No era un jardín muy grande, pero aumentaba su tamaño y para Jaime también su encanto, el hecho de estar cerrado por una antigua y baja barda de adobe. Esa barda era el único sobreviviente de la casa anterior, toda ella de adobe también. El dueño de la casa de atrás no era amigo de Jaime, sólo conocido. Sin embargo, su agrado por esa barda y su generosidad cuando Jaime se cambió construyendo una casa más o menos moderna en vez de la antigua de adobe, lo habían llevado a quitar al cabo de algún tiempo la tela de alambre cubierta de hiedra colocada al mandar construir Jaime su casa. Así él podía agrandar el tamaño de su jardín uniéndolo imaginariamente a los de las tres casas vecinas vistos con entera libertad. No podía ver el piso ni las flores, pero sí los árboles y fragmentos de las casas pintadas de blanco como la suya y cuyas chimeneas dejaban escapar una delgada columna de humo durante el invierno cuando el cielo estaba muy diáfano y todavía no anochecía. También se veían las copas de los árboles de las casas indistinguibles de al lado. Era como vivir fuera de la ciudad.

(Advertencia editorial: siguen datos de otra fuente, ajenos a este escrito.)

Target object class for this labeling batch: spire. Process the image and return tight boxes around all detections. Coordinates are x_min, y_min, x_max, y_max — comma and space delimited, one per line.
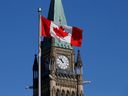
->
48, 0, 72, 49
48, 0, 67, 25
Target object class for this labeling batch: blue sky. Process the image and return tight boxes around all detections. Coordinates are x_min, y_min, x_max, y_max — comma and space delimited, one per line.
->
0, 0, 128, 96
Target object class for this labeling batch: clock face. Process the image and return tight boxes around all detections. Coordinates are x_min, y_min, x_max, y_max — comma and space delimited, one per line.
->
56, 55, 69, 69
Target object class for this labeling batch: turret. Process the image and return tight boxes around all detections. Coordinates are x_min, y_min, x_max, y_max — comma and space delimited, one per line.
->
33, 55, 38, 96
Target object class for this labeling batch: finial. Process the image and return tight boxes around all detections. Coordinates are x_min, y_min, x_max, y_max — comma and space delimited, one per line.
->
38, 8, 42, 12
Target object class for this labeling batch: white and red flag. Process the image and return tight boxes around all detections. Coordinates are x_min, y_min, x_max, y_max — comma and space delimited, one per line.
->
40, 16, 82, 46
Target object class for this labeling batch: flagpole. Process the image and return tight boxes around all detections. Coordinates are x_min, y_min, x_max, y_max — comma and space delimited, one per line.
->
38, 8, 41, 96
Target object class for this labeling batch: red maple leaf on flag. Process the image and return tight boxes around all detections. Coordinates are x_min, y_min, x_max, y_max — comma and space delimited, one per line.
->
53, 26, 68, 38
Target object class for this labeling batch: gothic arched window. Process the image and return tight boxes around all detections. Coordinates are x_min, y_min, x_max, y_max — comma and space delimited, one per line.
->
72, 91, 75, 96
66, 91, 70, 96
61, 90, 65, 96
56, 89, 61, 96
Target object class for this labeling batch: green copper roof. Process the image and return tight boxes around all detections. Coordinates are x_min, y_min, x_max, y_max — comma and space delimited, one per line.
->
48, 0, 72, 49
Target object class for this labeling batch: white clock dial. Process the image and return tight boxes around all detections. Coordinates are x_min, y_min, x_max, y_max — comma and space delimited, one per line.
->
56, 55, 69, 69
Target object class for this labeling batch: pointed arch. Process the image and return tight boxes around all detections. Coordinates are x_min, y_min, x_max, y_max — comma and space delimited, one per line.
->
66, 91, 70, 96
71, 91, 75, 96
56, 89, 61, 96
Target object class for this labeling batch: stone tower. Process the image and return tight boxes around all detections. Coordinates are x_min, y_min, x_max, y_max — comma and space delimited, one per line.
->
33, 0, 83, 96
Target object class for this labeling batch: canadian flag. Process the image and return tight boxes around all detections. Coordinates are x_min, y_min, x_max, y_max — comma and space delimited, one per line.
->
40, 16, 83, 46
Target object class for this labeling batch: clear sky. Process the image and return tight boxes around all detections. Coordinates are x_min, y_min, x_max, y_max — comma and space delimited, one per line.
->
0, 0, 128, 96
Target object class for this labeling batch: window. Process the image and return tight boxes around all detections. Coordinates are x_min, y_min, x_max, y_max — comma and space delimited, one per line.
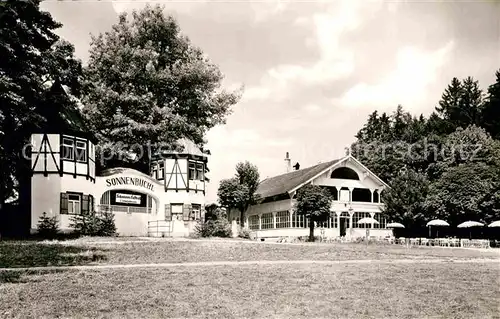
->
260, 213, 274, 229
196, 163, 203, 181
190, 204, 201, 220
276, 210, 290, 228
157, 162, 165, 180
352, 212, 371, 228
248, 215, 259, 230
373, 213, 387, 229
75, 140, 87, 163
62, 137, 75, 161
170, 204, 183, 220
151, 164, 158, 179
316, 214, 337, 228
68, 194, 82, 215
188, 162, 196, 180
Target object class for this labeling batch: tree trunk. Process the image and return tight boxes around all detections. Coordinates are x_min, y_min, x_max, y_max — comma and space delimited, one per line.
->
309, 218, 314, 242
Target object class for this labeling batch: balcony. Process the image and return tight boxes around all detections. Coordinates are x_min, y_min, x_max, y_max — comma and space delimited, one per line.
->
330, 201, 384, 213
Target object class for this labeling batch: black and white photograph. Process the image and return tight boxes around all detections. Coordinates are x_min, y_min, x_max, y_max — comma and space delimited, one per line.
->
0, 0, 500, 319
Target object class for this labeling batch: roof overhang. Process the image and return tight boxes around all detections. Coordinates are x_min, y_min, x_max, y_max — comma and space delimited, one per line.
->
288, 154, 390, 194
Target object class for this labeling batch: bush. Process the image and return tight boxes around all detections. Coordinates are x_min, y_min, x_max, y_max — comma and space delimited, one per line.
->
98, 211, 116, 236
70, 211, 116, 236
238, 227, 251, 239
37, 212, 59, 239
195, 219, 231, 237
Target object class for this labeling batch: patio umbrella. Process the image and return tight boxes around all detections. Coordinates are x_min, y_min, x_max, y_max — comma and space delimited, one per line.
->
457, 220, 484, 228
426, 219, 450, 237
457, 220, 484, 239
385, 223, 405, 240
427, 219, 450, 226
358, 217, 378, 225
488, 220, 500, 227
357, 217, 379, 245
385, 223, 405, 228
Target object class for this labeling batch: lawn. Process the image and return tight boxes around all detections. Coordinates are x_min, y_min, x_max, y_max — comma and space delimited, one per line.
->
0, 241, 500, 319
0, 239, 500, 268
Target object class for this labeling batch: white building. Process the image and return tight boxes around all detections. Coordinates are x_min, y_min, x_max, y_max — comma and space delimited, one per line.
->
229, 153, 391, 238
30, 82, 208, 236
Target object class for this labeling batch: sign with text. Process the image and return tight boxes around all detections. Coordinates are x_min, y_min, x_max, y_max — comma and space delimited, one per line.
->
106, 177, 154, 191
116, 193, 141, 205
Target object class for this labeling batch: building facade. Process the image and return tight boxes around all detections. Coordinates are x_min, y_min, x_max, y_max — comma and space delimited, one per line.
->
229, 154, 391, 239
30, 82, 208, 237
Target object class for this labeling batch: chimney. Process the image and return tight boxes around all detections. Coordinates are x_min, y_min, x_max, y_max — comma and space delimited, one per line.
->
285, 152, 291, 173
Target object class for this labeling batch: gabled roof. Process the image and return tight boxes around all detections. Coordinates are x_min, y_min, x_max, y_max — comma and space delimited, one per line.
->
38, 80, 95, 141
256, 155, 389, 198
256, 159, 342, 198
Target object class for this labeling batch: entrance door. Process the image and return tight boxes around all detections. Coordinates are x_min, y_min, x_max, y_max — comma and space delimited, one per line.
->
339, 212, 349, 237
339, 217, 349, 237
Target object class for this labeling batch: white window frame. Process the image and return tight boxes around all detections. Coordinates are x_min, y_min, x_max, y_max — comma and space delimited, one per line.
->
188, 161, 196, 181
191, 204, 201, 220
195, 163, 204, 181
248, 215, 259, 230
170, 204, 184, 220
68, 194, 82, 215
260, 213, 274, 229
157, 162, 165, 180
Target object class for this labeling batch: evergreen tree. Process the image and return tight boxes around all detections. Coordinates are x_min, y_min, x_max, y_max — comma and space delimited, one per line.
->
436, 77, 483, 133
0, 0, 81, 210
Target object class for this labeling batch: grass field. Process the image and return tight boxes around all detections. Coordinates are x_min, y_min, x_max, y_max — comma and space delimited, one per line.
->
0, 240, 500, 319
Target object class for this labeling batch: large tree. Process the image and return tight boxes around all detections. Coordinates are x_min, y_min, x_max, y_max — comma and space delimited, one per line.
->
0, 0, 81, 209
436, 77, 483, 133
82, 5, 241, 169
294, 184, 333, 241
217, 161, 260, 224
426, 162, 498, 225
482, 70, 500, 139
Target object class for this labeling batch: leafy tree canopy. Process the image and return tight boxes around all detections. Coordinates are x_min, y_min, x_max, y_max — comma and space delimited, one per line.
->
217, 161, 260, 221
82, 6, 241, 170
0, 0, 81, 208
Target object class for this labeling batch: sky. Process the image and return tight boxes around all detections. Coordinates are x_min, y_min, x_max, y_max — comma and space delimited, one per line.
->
41, 0, 500, 202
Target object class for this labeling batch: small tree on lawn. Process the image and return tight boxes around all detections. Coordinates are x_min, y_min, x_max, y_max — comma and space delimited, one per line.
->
294, 185, 332, 241
37, 212, 59, 239
217, 161, 260, 226
70, 211, 99, 236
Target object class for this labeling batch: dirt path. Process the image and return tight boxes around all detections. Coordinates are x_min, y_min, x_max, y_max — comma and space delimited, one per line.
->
0, 258, 500, 271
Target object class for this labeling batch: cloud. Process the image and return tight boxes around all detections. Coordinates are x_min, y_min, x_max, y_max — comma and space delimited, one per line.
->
242, 0, 373, 100
334, 41, 454, 109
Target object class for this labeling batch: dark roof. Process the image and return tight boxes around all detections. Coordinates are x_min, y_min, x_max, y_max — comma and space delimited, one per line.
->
38, 80, 95, 141
256, 158, 343, 198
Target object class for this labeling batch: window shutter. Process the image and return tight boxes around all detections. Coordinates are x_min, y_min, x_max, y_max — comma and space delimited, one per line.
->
182, 204, 191, 221
60, 193, 68, 214
165, 204, 172, 220
82, 195, 89, 214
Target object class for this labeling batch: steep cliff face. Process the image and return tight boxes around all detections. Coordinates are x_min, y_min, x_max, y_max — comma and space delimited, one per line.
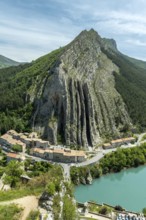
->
32, 30, 131, 146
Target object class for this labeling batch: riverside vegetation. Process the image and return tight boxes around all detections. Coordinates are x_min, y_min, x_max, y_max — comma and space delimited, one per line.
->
0, 155, 77, 220
70, 144, 146, 185
0, 29, 146, 147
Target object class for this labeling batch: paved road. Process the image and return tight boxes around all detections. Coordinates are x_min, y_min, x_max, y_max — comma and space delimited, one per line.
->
15, 133, 146, 181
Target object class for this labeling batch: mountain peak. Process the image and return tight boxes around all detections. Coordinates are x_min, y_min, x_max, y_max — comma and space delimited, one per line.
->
73, 28, 118, 52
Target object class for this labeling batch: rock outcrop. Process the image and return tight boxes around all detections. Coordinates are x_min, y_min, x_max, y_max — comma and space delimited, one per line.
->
33, 30, 131, 147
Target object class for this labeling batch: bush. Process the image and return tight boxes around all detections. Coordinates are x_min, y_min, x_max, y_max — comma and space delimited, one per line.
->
115, 205, 124, 211
99, 206, 108, 215
26, 210, 40, 220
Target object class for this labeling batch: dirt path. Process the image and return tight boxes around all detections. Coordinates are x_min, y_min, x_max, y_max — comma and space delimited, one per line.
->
0, 196, 38, 220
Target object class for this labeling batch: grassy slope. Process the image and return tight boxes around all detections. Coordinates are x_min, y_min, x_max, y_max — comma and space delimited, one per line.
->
0, 55, 20, 68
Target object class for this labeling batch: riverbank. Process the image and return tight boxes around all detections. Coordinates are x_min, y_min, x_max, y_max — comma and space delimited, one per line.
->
74, 165, 146, 212
70, 143, 146, 185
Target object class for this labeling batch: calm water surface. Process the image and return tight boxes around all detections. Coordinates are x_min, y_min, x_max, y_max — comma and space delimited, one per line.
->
75, 166, 146, 211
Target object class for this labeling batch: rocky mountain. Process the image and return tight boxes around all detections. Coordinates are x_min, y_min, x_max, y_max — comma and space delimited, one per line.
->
0, 29, 146, 147
0, 55, 20, 68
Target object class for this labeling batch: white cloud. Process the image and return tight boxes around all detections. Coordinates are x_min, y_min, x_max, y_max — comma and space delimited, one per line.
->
0, 0, 146, 61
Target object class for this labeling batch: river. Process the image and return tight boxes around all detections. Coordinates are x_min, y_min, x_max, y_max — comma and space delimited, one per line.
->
75, 166, 146, 212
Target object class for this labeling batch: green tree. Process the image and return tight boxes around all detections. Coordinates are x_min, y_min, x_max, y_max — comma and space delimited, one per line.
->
4, 160, 23, 187
12, 144, 22, 152
142, 208, 146, 216
63, 194, 78, 220
47, 182, 55, 196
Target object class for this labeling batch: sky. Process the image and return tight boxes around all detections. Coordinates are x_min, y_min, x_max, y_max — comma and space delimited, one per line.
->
0, 0, 146, 62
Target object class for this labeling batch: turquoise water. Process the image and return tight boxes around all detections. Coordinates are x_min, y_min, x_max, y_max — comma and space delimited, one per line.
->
75, 166, 146, 211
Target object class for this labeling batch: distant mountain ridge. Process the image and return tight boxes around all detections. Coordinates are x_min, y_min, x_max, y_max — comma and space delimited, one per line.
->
0, 55, 20, 68
0, 29, 146, 147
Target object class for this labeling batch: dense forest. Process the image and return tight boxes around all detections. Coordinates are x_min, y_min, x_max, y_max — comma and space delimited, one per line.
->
0, 48, 63, 134
102, 48, 146, 131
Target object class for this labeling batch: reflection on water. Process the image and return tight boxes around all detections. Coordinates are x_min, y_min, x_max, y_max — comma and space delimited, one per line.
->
75, 166, 146, 211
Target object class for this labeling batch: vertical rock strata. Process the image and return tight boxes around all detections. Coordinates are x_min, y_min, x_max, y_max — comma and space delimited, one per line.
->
33, 30, 131, 147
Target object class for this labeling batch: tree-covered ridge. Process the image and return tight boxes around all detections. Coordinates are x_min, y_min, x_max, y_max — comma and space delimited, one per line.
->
102, 48, 146, 130
0, 48, 63, 133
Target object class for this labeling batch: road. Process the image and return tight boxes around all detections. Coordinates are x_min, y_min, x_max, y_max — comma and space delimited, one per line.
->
9, 133, 146, 181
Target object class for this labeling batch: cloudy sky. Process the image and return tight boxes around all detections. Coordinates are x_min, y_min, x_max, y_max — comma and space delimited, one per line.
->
0, 0, 146, 61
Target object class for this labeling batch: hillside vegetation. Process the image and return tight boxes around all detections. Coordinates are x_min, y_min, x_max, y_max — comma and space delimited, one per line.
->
0, 55, 20, 69
0, 49, 61, 134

Las jacarandas, muy grandes en dos de esos jardines, perdían las hojas en otoño, podían verse las delgadas ramas de sus copas y cómo empezaban a florecer antes de la primavera. Ni los pinos ni los rectos y oscuros cipreses perdían las hojas. En la actualidad Jaime no estaba escribiendo nada y tenía mucho tiempo libre. Sus hijos, mayores y casados, vivían fuera y la que fuese su mujer se separó de él mucho antes y se había casado de nuevo. Jaime veía de vez en cuando a la nueva pareja y recordaba mucho a sus hijos, siempre en presente. Es la ventaja de la memoria sobre la mera realidad: el recuerdo se mantiene siempre en presente. Ya lo dice Proust: “No se pueden poner en la realidad los cuadros de la memoria”. Una cita muy favorecida por Jaime, quien estaba convencido de su verdad. Por algo, para recuperar el tiempo, Proust se tiene que salir del tiempo y dedicarse a escribir su novela.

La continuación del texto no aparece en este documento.